32 This case, however, was and is unique and unusual in many respects, including in relation to the evidence concerning the loss and damage suffered by Mr Stradford as a result of his false imprisonment. As I have already said, the fundamental problem for Mr Stradford in respect of Ms Bossert's evidence and his claims for economic loss generally was that the instructions and information he gave to Ms Bossert were incomplete, inaccurate, and unreliable. Even when the unreliability of some of Ms Bossert's instructions and assumptions was exposed, to a certain extent, prior to the trial, that simply prompted Mr Stradford to instruct Ms Bossert to provide a supplementary report based on further assumptions. The assumptions which underlay the supplementary report turned out to be almost as unreliable as those that informed Ms Bossert's original report. As indicated earlier, Ms Bossert's unfailing and unquestioning acceptance of what turned out to be fairly dubious and unreliable instructions did not reflect well on her or her reliability as an independent expert witness. To make matters worse, Mr Stradford's own evidence concerning the information and assumptions which had been provided to Ms Bossert, including his pre-injury and post-injury earnings, was also found to be unreliable and to lack credibility.
33 The inaccuracy and unreliability of the instructions and assumptions provided to Ms Bossert and Mr Stradford's evidence relating thereto is emphasised in numerous places in my judgment: see J [565], [570], [572], [761], [763], [764] and [796] to [808].

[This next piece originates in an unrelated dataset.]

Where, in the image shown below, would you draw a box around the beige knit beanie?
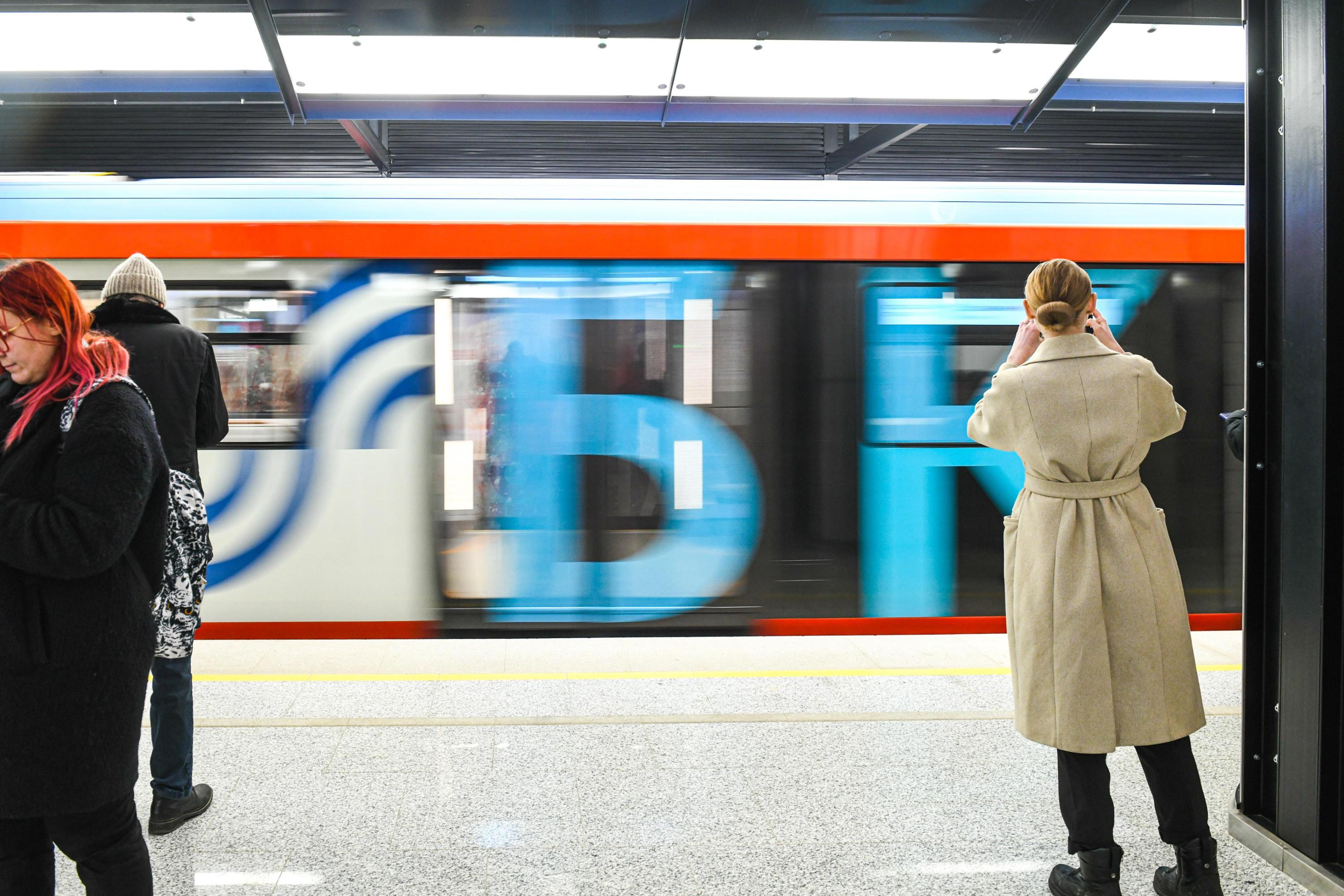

34 I have ultimately concluded that Mr Stradford's conduct in providing what turned out to be incomplete, inaccurate and unreliable instructions to Ms Bossert was sufficiently unreasonable to disentitle him to the costs in respect of the preparation of Ms Bossert's reports and her attendance at court. I do not consider that it would be just and equitable to require the respondents to pay the costs of Ms Bossert's reports and her attendance at court in all the circumstances.
35 This is not a case where the opinions of an expert witness called by the losing party in respect of damages were simply preferred to the opinions of the expert witness called by the successful party. Nor is it a case where the opinions of an expert witness called by the successful party in respect of damages were discounted or given less weight because the evidence adduced at trial did not support, or wholly support, the assumptions given to the expert. Rather, this was a case where the expert's evidence was abandoned, and would in any event have been wholly rejected, because the party responsible for retaining and calling the expert provided the expert with wholly incorrect and unreliable information and assumptions. As Queensland submitted, the abandonment of an expert report during the trial, or in final submissions, is really no different to obtaining an expert report but not tendering it at trial. A party could scarcely expect to be entitled to obtain the costs associated with an expert report which was never relied on or tendered at trial. It is also not entirely unusual for a costs order in favour of a successful party to excise costs associated with an affidavit which was not read at trial. GlaxoSmithKline was such a case.
36 In my view, however, it would not be appropriate or reasonable to deprive Mr Stradford of all of the costs associated with Ms Bossert's evidence. That was the effect of the order sought by the respondents. Disentangling the costs associated with Ms Bossert's evidence from the costs associated with Mr Stradford's damages case generally would inevitably turn out to be a complex, difficult and time-consuming exercise. That exercise would also not be warranted in the circumstances of this case. I do not consider that Mr Stradford's conduct was sufficiently unreasonable to disentitle him to all the costs associated with Ms Bossert's evidence. In my view, the excision or carve out from the costs order should be limited to the amount paid to Ms Bossert for the preparation of her expert reports and her attendance at court to give evidence. I propose to make an order in those terms.